Nicht die Idee an sich war falsch. Der damalige Wille der sogenannten P5+1 (Frankreich, China, Großbritannien, USA, Russland und Deutschland) auf einem friedlichen Weg zu garantieren, dass das iranische Atomprogramm nicht in die Entwicklung und Herstellung einer nuklearen Waffe mündet, was wiederum die atomaren Bestrebungen anderer Länder in der Region beflügelt hätte, war damals wie auch heute nachvollziehbar.

Verständlich und richtig war auch die logische Infrastruktur des Abkommens: Iran musste zuerst bestimmte Schritte unternehmen, bevor die Sanktionen gegen ihn abgebaut werden sollten. Es war also wenigstens auf den ersten Blick nicht überraschend, dass das Abkommen tatsächlich eine flächendeckende und staatenübergreifende Unterstützung genoss. Mit seiner Kritik gegen die Vereinbarungen mit seinem seit 1979 Erz-Feind stand Israel damals ziemlich allein. Wenigstens in der Öffentlichkeit.

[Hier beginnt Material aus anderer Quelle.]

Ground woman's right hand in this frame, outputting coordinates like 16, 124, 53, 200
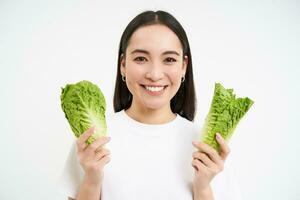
76, 126, 111, 185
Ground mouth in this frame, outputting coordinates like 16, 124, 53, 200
140, 84, 168, 95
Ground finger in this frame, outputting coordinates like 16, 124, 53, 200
97, 154, 111, 166
191, 159, 208, 172
79, 126, 95, 144
95, 137, 111, 152
86, 136, 110, 154
192, 141, 222, 166
95, 148, 110, 161
76, 127, 95, 152
215, 133, 230, 160
193, 152, 216, 168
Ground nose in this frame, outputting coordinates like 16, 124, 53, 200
145, 65, 164, 81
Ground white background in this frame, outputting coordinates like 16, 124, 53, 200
0, 0, 299, 199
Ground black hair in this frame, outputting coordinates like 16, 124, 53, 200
113, 10, 196, 121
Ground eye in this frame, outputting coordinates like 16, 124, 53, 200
164, 57, 177, 63
134, 57, 147, 62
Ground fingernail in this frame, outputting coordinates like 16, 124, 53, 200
192, 141, 198, 145
216, 133, 221, 140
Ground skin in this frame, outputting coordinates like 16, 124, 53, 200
72, 24, 230, 200
73, 126, 111, 200
192, 133, 230, 199
120, 24, 188, 124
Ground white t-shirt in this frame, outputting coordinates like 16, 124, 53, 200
58, 110, 242, 200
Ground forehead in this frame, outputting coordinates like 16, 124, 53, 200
127, 24, 183, 55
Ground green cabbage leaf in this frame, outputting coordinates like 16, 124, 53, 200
201, 83, 254, 152
60, 80, 107, 144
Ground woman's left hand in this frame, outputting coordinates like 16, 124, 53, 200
191, 133, 230, 198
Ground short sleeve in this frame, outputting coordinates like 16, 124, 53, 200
57, 141, 85, 199
211, 160, 243, 200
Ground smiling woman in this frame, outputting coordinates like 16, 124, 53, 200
58, 10, 242, 200
118, 24, 189, 122
113, 11, 196, 123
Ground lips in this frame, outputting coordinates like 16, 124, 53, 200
140, 84, 168, 94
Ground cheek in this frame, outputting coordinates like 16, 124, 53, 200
167, 68, 182, 84
127, 67, 143, 79
125, 65, 144, 88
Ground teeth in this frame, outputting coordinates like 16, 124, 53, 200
145, 86, 164, 92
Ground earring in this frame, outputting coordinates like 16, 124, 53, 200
181, 76, 185, 83
122, 75, 126, 82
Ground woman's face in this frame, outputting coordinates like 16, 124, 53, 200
120, 24, 188, 111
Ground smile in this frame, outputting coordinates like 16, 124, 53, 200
141, 84, 168, 95
145, 86, 164, 92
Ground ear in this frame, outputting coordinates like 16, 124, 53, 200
120, 53, 126, 76
182, 55, 188, 75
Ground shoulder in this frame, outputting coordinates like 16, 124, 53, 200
176, 114, 198, 131
105, 111, 128, 138
177, 114, 195, 126
106, 110, 125, 122
105, 111, 125, 127
175, 114, 199, 140
106, 110, 122, 120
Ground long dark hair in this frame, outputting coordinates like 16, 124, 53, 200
113, 10, 196, 121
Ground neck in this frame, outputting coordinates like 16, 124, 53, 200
125, 102, 176, 125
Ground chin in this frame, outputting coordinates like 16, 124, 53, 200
145, 105, 163, 110
143, 101, 168, 110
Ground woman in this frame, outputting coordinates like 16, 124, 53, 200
59, 10, 241, 200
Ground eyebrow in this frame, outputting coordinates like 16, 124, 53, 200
130, 49, 180, 56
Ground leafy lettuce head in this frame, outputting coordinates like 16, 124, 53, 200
60, 80, 107, 144
201, 83, 254, 152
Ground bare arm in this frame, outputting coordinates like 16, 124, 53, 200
193, 186, 214, 200
67, 175, 102, 200
75, 174, 102, 200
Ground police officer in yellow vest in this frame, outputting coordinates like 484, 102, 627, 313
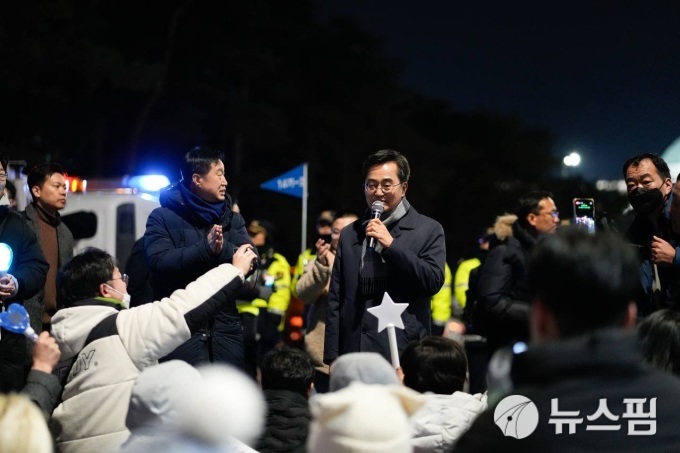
430, 262, 453, 336
237, 219, 291, 377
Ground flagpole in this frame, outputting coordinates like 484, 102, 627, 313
301, 163, 308, 256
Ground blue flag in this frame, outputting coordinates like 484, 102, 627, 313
260, 164, 305, 199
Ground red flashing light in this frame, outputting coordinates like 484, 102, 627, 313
64, 175, 87, 193
289, 315, 304, 328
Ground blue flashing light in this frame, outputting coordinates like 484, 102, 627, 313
512, 341, 528, 355
127, 175, 171, 192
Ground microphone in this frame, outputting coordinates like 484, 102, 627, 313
367, 201, 385, 250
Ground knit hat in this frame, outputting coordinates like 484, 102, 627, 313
307, 383, 424, 453
126, 360, 202, 433
123, 361, 266, 452
329, 352, 401, 391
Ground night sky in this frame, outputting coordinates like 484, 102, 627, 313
320, 1, 680, 181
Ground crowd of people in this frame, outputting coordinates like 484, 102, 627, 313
0, 148, 680, 452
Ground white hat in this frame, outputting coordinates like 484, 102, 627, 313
124, 361, 265, 452
307, 383, 424, 453
329, 352, 401, 391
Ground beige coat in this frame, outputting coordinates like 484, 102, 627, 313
295, 257, 332, 374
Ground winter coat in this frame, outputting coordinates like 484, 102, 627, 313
324, 206, 446, 364
0, 207, 48, 392
626, 193, 680, 314
455, 329, 680, 452
49, 263, 244, 453
22, 203, 74, 333
256, 389, 311, 453
475, 214, 534, 349
295, 256, 331, 374
23, 369, 61, 419
143, 184, 252, 366
410, 391, 487, 452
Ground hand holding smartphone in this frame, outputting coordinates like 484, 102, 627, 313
573, 198, 595, 233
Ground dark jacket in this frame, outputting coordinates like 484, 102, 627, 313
0, 207, 49, 392
256, 389, 311, 453
324, 205, 446, 364
455, 329, 680, 452
475, 215, 534, 349
626, 195, 680, 315
23, 369, 61, 418
143, 184, 252, 366
22, 203, 74, 333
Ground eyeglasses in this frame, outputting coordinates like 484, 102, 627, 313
543, 210, 559, 219
110, 274, 129, 287
0, 172, 7, 180
364, 182, 404, 193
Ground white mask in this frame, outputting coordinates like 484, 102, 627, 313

Mehrmals hat die israelische Regierung darauf hingewiesen, dass Iran immer noch auf jeder Bühne zur Vernichtung Israels aufruft, dass man dem Mullah-Regime keinen Glauben schenken darf und dass Iran keine Gelegenheit ungenutzt lassen werde, gegen den Geist des Abkommens zu agieren und es zu unterlaufen. Diese Sicht auf den Iran teilten und teilen viele Regierungen nicht – offiziell.

Kritik hinter den Kulissen

Hinter den Kulissen hingegen stand Israel überhaupt nicht allein. Laut der amerikanischen Wochenzeitung „Newsweek“ (29.11.2017), sagte der ehemalige US-Außenminister John Kerry, dass Israel, Saudi-Arabien und Ägypten, den ehemaligen Präsidenten Barack Obama vor dem Nuklearabkommen im Juli 2015 gedrängt hätten, die Atomanlagen im Iran zu zerstören. Die Annäherung zwischen Riad und Jerusalem in den letzten Jahren ist deswegen, wie jeder weiß, kein Zufall, sondern folgt einer strategischen Kalkulation. Riad teilt die irankritische Auffassung Israels.

Der größte Fehler Obamas lag im Sommer 2015 nicht darin, dass er sich von den dreien nicht überzeugen ließ, sondern dass er sich für ein Abkommen einsetzte, das jeglicher strategischen und weitsichtigen Tiefe entbehrte.

Das Atomabkommen ist ein 159 Seiten dickes Dokument, welches mit den physikalischen Aspekten der getroffenen Vereinbarungen genau so akribisch umgeht wie auch mit den gegen Iran verhängten Sanktionen.

Die strategische Ebene jenseits der atomaren Bestrebungen Irans hingegen wurde völlig vergessen und vernachlässigt: Nicht einmal mit einem Satz wurden die regionalen Aspirationen der Iraner im Nahen Osten, vor allem in Südlibanon und in Syrien, erwähnt.

Nicht nur um Atomwaffen geht es

Man hatte die iranische nukleare Gefahr vor Augen und so hat man die anderen Gefahren, die aus Irans imperialistischer Politik entstanden, völlig verdrängt und ignoriert: Dazu zählen zum Beispiel die Destabilisierung der Grenze zwischen Israel und Syrien wie auch die Demontage Libanons durch die Aktivierung und Ausrüstung der Hisbollah. Angesichts des von innen und von außen kommenden Drucks, unter dem die iranische Regierung 2015 stand, wäre es vielleicht möglich gewesen, auf diesem Weg die verheerenden Auswirkungen der iranischen Einmischung im Nahen Osten zu verhindern oder wenigstens zu mildern.

Anders formuliert: man kämpfte damals am Verhandlungstisch gegen die iranischen Atomwaffen –  nicht aber um mehr Sicherheit. Dieser strategische Fehler zeigt heute, am Vorabend eines eventuellen Krieges zwischen Israel und Iran,  seine möglicherweise verheerenden Folgen.